We have been searching for a lower priced log splitter that has a small form factor to fit in our garage. This splitter is normal price of 599 at menards and there customer service seems to be very good as well. Do any of you have experience with this little guy? I currently use a 4 ton electric splitter and love it it handles almost everything but (its electric). I would like a gas splitter to get places my electric can not. I am aware of how good the Huskee is and have used my friends  many times but it is just too big for our garage and I do not trust it to be left outside given our past firewood thefts.


http://www.getearthquake.com/foundations/store/shopdetail.asp?params=W1265V*4


----------



## Backwoods Savage (Feb 25, 2012)

Pete, I think you know my feelings on this. That thing won't split vertically and therefore I would not even consider it. You are young and strong now and the bending and lifting is not so much of an issue but it soon will be. Then bending over to lift all those logs up onto the splitter get to be too much. In addition, you will have to build a table on both sides lest you split and the wood just falls. That is okay if it doesn't have to be split smaller but many times you have to make multiple splits. You then have to have a table to hold the wood. As for me, I'll happily sit and split.


----------



## Pallet Pete (Feb 25, 2012)

You know that was my thoughts exactly Dennis ! I am worried about the lifting problem as I do that with my electric one now and it gets very old. It is very hard to find one under $700 and a small form factor that goes horizontal/vertical. Anybody have Ideas?


----------



## Backwoods Savage (Feb 25, 2012)

I know the newer ones have a smaller footprint than ours but they have both plusses and minusses tot that too. Then there is the cost factor as they do cost more. I think we paid around $800 for ours but that was over 20 years ago. Neighbor was so impressed when he finally saw it in action that he bought one the next day. His is a lot narrower and shorter. I also know he has tipped his over at least 4 times in the woods.


----------



## diodeduster (Feb 26, 2012)

i bought this splitter about 3 years ago from home depot for the same reason you a considering it. i also have limited space in my garage and did not want to leave outside all year plus there was the factor of moving from the garage to the back of the yard. i am a roadside scounger and this 12 ton splitter has split everything that i could lift and put on the beam. i did have a problem with the hydralic valve leaking after the first year which was covered by the extented warranty. i would recommend building a table like dennis suggested to keep you from bending to much.


----------



## Pallet Pete (Feb 26, 2012)

If I end up with that splitter I will weld a catching tray on the sides I think they won't need to be big either. That is most likely what will happen as I have not got a lot of money for a splitter sadly and can't find any this small for the price and good reviews. I am open to any suggestions on other splitters as well! Thanks guys

Pete


----------



## LLigetfa (Feb 26, 2012)

Backwoods Savage said:
			
		

> You are young and strong now and the bending and lifting is not so much of an issue but it soon will be...
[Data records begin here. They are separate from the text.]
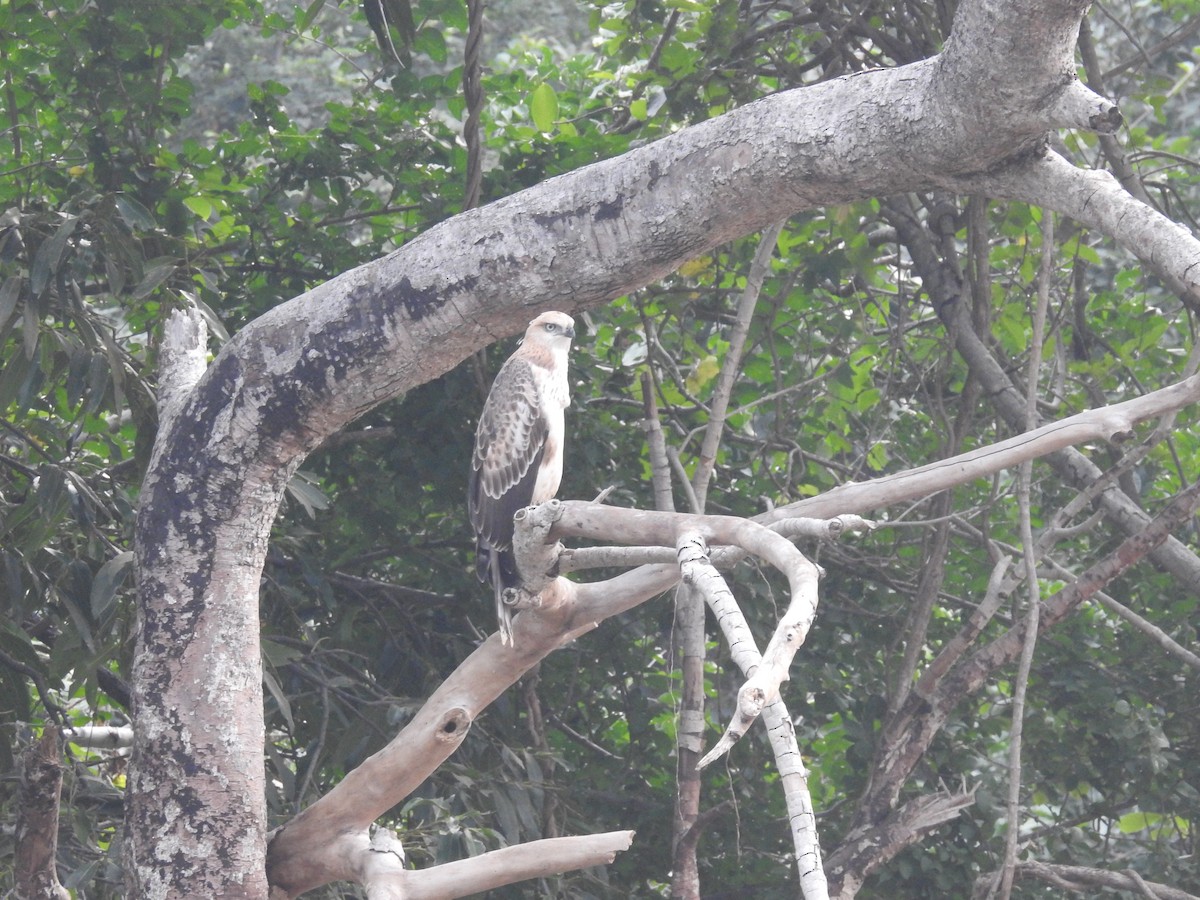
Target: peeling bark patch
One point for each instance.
(599, 211)
(419, 303)
(606, 210)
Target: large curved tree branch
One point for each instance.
(304, 370)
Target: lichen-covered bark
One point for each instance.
(300, 372)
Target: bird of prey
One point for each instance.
(519, 450)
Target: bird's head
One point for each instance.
(553, 330)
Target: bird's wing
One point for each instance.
(508, 453)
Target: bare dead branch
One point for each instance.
(1084, 879)
(37, 820)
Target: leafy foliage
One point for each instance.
(142, 175)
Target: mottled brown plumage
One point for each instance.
(519, 449)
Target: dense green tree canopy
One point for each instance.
(227, 155)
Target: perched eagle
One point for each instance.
(519, 449)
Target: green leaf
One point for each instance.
(9, 295)
(108, 581)
(49, 256)
(201, 205)
(544, 107)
Bending and lifting is much needed exercise for me.  When it gets to be too much is when I stop burning wood.

I agree with having a work table to catch the splits.  As much as I need the exercise, bending over to pick up the splits to then resplit, just slows things down too much.  I wouldn't want a wedge on beam either cuz the ram pushes the wood away from you and you need to reach constantly to bring it back.  The wedge on ram models don't push the wood away and if you get one that goes vertical, you can always try sitting on a milk crate.

I have a friend that made a wedge on beam splitter for the 3-PT on his tractor.  Most all the wood he splits is small so it doesn't need resplitting.  The splits just fall where they may and he just leaves the brake off and lets the ram move the tractor when the pile gets too big to move.

Most times I leave mine hitched up to the tractor and move the splitter closer to the rounds as I go.  That wouldn't be possible with the wedge on beam being over the hitch like that.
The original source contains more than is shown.